The first class is Arch.
Because Triton supports x86 and x864,
so when you use two different structures,
the size of your pointer and the name of your register will be different.
So that's why we have Arch.
And GDB Util means that I write some convenient functions
that allow me to get to the state of GDB.
With Symbiotic, I will call Triton
to get my answer,
to get the answer,
and give it a set of controls.
That's about it.
Some of the instructions I designed are
Symbolize can mark a certain memory or ARGB
as a symbol.
Target is to specify a location I want to go to.
Then I can set this location.
Triton is to execute Symbolic Execution directly.
Answer and Debug are more like the instructions I use when I'm doing my homework.
So at the beginning, I called info.register
to get all the registers,
and readMemory to get its segment.
Then I set these with set.register.
Set the position of Triton.
Then I will call isRegister.Symbolize
to confirm if I can get the PC address or not.
If I can get it,
I'll try to find the input on which address I need.
Then I set the target address to a contain.
Finally, I'll call getModel to get the answer.
and then write it back into the GDB using writeMemory.
In fact, one of its functions is quite simple.
For example, if you want to symbolize ARGB parameters,
you just need to call info.processO
to get the starting position of the stack.
From that starting position,
it will be ARGC, ARGV1, ARGB0, ARGV1,
and then an array like this.
Finally, add a null terminator,
and then your environment variables,
and then add a null terminator.
So you can easily get the position of ARGB0.
When I debug, I will use...
It actually has a function that is not bad.

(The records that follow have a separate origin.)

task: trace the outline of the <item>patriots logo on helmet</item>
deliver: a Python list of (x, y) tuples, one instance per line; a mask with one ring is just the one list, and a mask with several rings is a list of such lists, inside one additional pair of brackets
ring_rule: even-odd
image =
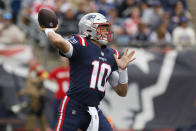
[(89, 15), (86, 17), (87, 20), (93, 21), (95, 19), (96, 15)]

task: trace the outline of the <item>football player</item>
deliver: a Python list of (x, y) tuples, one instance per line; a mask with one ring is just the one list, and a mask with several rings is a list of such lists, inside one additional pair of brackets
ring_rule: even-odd
[(41, 28), (62, 56), (69, 58), (70, 87), (61, 103), (56, 131), (112, 131), (98, 108), (105, 95), (106, 82), (119, 96), (128, 90), (127, 66), (135, 60), (134, 51), (107, 46), (113, 40), (111, 24), (99, 13), (89, 13), (79, 21), (79, 35), (64, 39), (56, 29)]

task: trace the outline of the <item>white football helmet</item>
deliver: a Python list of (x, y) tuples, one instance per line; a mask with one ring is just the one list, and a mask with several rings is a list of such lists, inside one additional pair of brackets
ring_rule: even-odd
[[(102, 31), (98, 27), (108, 26), (109, 30)], [(88, 13), (84, 15), (79, 21), (79, 33), (83, 37), (88, 37), (95, 41), (98, 41), (102, 45), (107, 45), (108, 42), (114, 40), (114, 32), (111, 31), (111, 24), (100, 13)]]

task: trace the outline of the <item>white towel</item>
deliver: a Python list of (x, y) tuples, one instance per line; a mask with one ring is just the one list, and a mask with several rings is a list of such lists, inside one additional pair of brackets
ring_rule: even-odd
[(91, 115), (91, 121), (87, 131), (98, 131), (99, 129), (99, 115), (95, 107), (88, 107), (88, 112)]

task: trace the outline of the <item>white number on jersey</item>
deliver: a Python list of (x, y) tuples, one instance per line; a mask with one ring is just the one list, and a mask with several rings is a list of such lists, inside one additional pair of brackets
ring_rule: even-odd
[[(97, 60), (93, 61), (91, 65), (93, 66), (93, 71), (91, 74), (90, 88), (95, 89), (97, 85), (98, 90), (104, 92), (106, 80), (111, 73), (111, 66), (106, 63), (100, 65)], [(103, 79), (104, 76), (105, 79)], [(104, 83), (104, 85), (102, 85), (102, 83)]]

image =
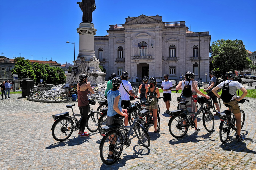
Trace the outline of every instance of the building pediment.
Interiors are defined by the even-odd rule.
[[[148,17],[144,15],[136,17],[134,19],[127,22],[125,25],[132,25],[133,24],[145,24],[162,23],[161,22],[156,20]]]

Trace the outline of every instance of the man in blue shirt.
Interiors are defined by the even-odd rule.
[[[5,86],[5,93],[6,94],[8,94],[8,98],[11,98],[10,97],[10,89],[11,89],[11,84],[9,82],[9,80],[6,80],[6,82],[4,84],[4,86]]]

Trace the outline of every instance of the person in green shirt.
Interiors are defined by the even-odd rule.
[[[115,73],[113,73],[111,74],[110,76],[111,80],[108,81],[108,83],[107,84],[107,89],[106,89],[106,91],[105,91],[105,98],[106,99],[107,99],[107,93],[108,93],[108,92],[109,90],[111,89],[112,89],[113,88],[113,86],[112,85],[112,79],[116,76],[116,74]]]

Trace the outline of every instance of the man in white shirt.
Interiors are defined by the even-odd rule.
[[[167,74],[164,75],[164,80],[162,82],[161,89],[164,91],[164,102],[165,102],[166,111],[165,113],[168,113],[170,109],[170,101],[172,100],[172,83],[168,79],[169,75]]]
[[[242,137],[241,134],[241,113],[240,111],[240,108],[238,105],[238,101],[240,101],[245,97],[247,95],[247,92],[244,86],[239,82],[237,81],[234,81],[234,79],[235,77],[235,73],[229,71],[226,74],[227,76],[227,80],[223,81],[220,83],[218,86],[215,87],[212,90],[212,91],[214,94],[219,98],[221,98],[220,96],[219,95],[217,91],[219,89],[222,88],[224,86],[224,83],[229,83],[228,86],[229,87],[229,93],[231,95],[234,95],[233,98],[231,99],[230,102],[228,103],[225,103],[223,102],[224,105],[227,104],[231,106],[231,109],[232,112],[235,115],[235,117],[236,119],[236,127],[237,130],[237,135],[235,139],[237,140],[243,141],[244,138]],[[243,92],[241,97],[237,98],[236,96],[237,89],[239,89]]]

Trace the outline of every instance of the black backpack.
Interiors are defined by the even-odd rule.
[[[191,87],[189,85],[189,83],[190,82],[190,81],[188,82],[188,84],[185,83],[185,81],[183,81],[184,82],[184,88],[183,89],[183,92],[182,93],[182,95],[183,96],[185,97],[190,97],[192,96],[192,90],[191,89]]]
[[[229,94],[229,86],[228,85],[229,83],[232,81],[231,81],[227,83],[224,83],[224,85],[222,87],[222,92],[221,92],[221,99],[222,101],[225,103],[228,103],[230,101],[232,98],[235,94],[233,95]]]

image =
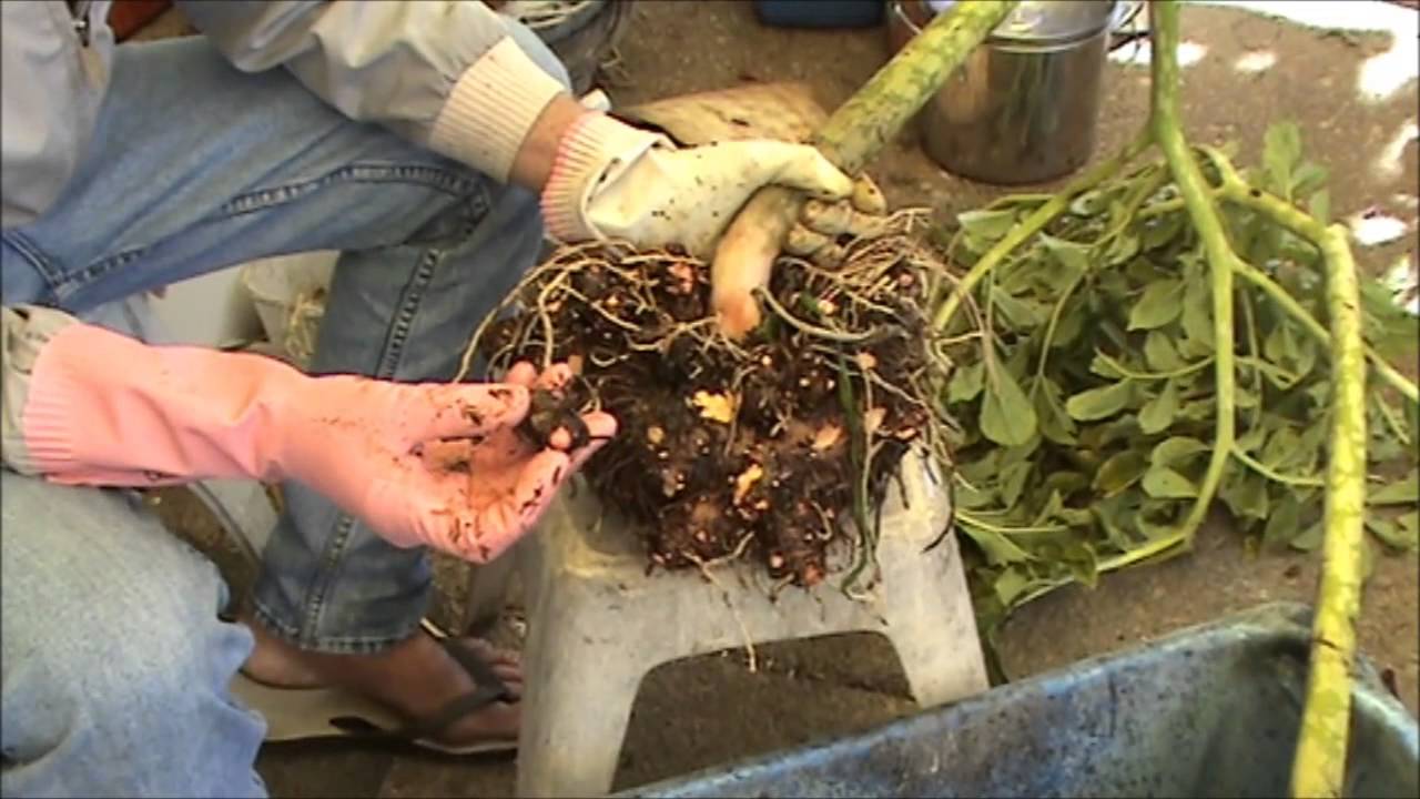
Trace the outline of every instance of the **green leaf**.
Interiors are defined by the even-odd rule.
[[[966,510],[974,510],[978,508],[990,508],[995,505],[995,490],[977,488],[976,483],[963,485],[957,483],[956,493],[953,495],[953,502],[957,508]]]
[[[1139,301],[1129,310],[1129,330],[1153,330],[1179,318],[1181,280],[1160,280],[1150,283]]]
[[[995,599],[1001,600],[1001,604],[1011,607],[1015,597],[1022,596],[1028,589],[1035,586],[1035,580],[1031,580],[1025,573],[1017,567],[1011,566],[1001,572],[995,579],[993,590],[995,590]]]
[[[1150,466],[1145,472],[1145,493],[1154,499],[1193,499],[1198,486],[1169,466]]]
[[[1139,245],[1145,252],[1156,250],[1174,239],[1183,230],[1183,223],[1187,213],[1183,210],[1176,210],[1166,213],[1163,216],[1154,216],[1143,223],[1140,227]]]
[[[1331,225],[1331,192],[1318,189],[1306,200],[1306,210],[1322,225]]]
[[[1326,186],[1326,176],[1325,166],[1308,161],[1292,171],[1292,185],[1288,191],[1294,198],[1315,193]]]
[[[1089,422],[1103,419],[1122,411],[1135,397],[1135,384],[1122,380],[1100,388],[1081,391],[1065,402],[1065,412],[1072,419]]]
[[[1031,461],[1020,461],[1001,469],[1001,505],[1015,508],[1021,499],[1021,489],[1025,488],[1025,479],[1031,476]]]
[[[1109,243],[1109,247],[1105,250],[1105,264],[1119,266],[1136,254],[1139,254],[1139,236],[1125,233]]]
[[[1218,498],[1237,519],[1267,519],[1271,500],[1267,496],[1267,478],[1251,472],[1231,472],[1218,488]]]
[[[1203,280],[1190,280],[1183,290],[1183,334],[1203,353],[1213,351],[1213,300]]]
[[[1173,371],[1184,365],[1179,357],[1179,350],[1173,345],[1173,338],[1162,330],[1150,330],[1145,337],[1145,363],[1153,371]]]
[[[1005,317],[1007,324],[1015,330],[1025,330],[1044,324],[1047,318],[1045,314],[1049,313],[1041,310],[1035,303],[1007,294],[1001,289],[991,290],[991,301],[995,303],[1001,316]]]
[[[1366,505],[1416,505],[1420,503],[1420,471],[1410,469],[1410,473],[1399,481],[1376,489],[1366,498]]]
[[[1139,429],[1147,435],[1169,429],[1179,415],[1179,390],[1172,380],[1166,380],[1163,391],[1157,397],[1145,402],[1139,411]]]
[[[985,364],[983,361],[957,367],[957,371],[951,374],[951,380],[947,382],[947,402],[954,405],[976,400],[976,395],[981,394],[984,374]]]
[[[1181,463],[1194,455],[1208,452],[1210,449],[1211,446],[1203,444],[1197,438],[1176,435],[1160,441],[1153,448],[1153,452],[1149,454],[1149,462],[1154,466],[1172,466],[1174,463]]]
[[[1311,471],[1315,463],[1315,449],[1292,428],[1284,427],[1267,439],[1258,459],[1279,472]]]
[[[1274,122],[1262,136],[1262,165],[1277,193],[1291,199],[1292,169],[1302,158],[1302,131],[1296,122]]]
[[[1042,377],[1031,387],[1031,400],[1035,402],[1035,418],[1041,428],[1041,436],[1054,444],[1074,446],[1075,421],[1065,412],[1065,397],[1061,387],[1048,377]]]
[[[1119,365],[1119,361],[1110,358],[1099,350],[1095,351],[1095,357],[1089,361],[1089,371],[1106,380],[1125,378],[1125,370]]]
[[[968,236],[984,242],[995,242],[1015,226],[1014,210],[966,210],[957,215],[957,223]]]
[[[1149,469],[1149,458],[1137,449],[1116,452],[1099,465],[1095,472],[1093,488],[1106,498],[1113,496],[1139,482]]]
[[[981,547],[981,553],[985,554],[985,560],[991,566],[1021,563],[1031,559],[1028,552],[1015,546],[1011,539],[995,530],[987,530],[970,523],[961,523],[958,527]]]
[[[1051,253],[1051,257],[1054,257],[1056,263],[1069,269],[1072,274],[1089,272],[1089,245],[1076,245],[1075,242],[1056,239],[1049,233],[1041,233],[1041,245],[1045,247],[1045,252]]]
[[[1010,370],[988,371],[990,385],[981,400],[981,434],[1003,446],[1021,446],[1035,435],[1035,408]]]
[[[1069,203],[1069,212],[1075,216],[1099,216],[1109,208],[1109,198],[1100,189],[1093,189],[1079,195]]]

It can simplify your ASC expression.
Let's look at the first one.
It says bigVector is all,
and bigVector value is 1,
and the value at the back is also 1.
So both are 1's SO,
and it will be 0.
So the next one it simplifies will be bigVector value.
It will be directly 0.
That is to say, I often...
At the beginning, when the program doesn't move,
I will look at each node,
to see which line of index is wrong,
or it didn't run.
It will be quite useful at this time.
Next is a demo.
There will be two demos.
The first example is QuakeHash.
This is an example from another project.
It will pass ARGB1 to the check function.
In the check function,
if its SO is serial,
which is a fixed string,
and if the added value is 0xABCD,
it will print win.
Otherwise, it will print fail.
This is the whole code.
Then we need to reach this point,
which is 0x80484B1.
This is the point we want to reach.
Please help me to show it.
Thank you.
Now we will use GDB
to import this program.
First, we break it in main.
Then we set ARGB1 directly.
Then we use GDB to symbolize.
It is symbolic.
Then we set the location we want to reach,
which is the target.
Then we execute the command gdb.
Then we call treatment.
It will help us to solve the answer.
Finally, it asks if we want to
inject it back to gdb.
Then we write yes.
Then we continue to execute.
It will print win.
Then we print win.
Next, this example is Crayme SO.
It is also used by others.
It is the same.
It will take this from ARGB
and throw it to the check function.
It will put every word as SO 0x55.
If it does not match the SO result
and the fixed character,
it will write 1
and print fail.
Otherwise, it will go to the next loop.
So, we have to pass through each loop
to reach the final return 0.
Print win.
This is the code.
So, we have to find out
in each loop,
it will judge where the command is.
This is the location 08048447.
Okay.
Please help me.
So, the same gdb
will import it in.
Then we break it in main.
Then we also break it in the
setting of the judgment just now.
Then we set that
our ARGB is symbolic.
Then we specify
where our target address is.
Then we start to execute.
Because when we execute,
it is actually good to just pass it randomly.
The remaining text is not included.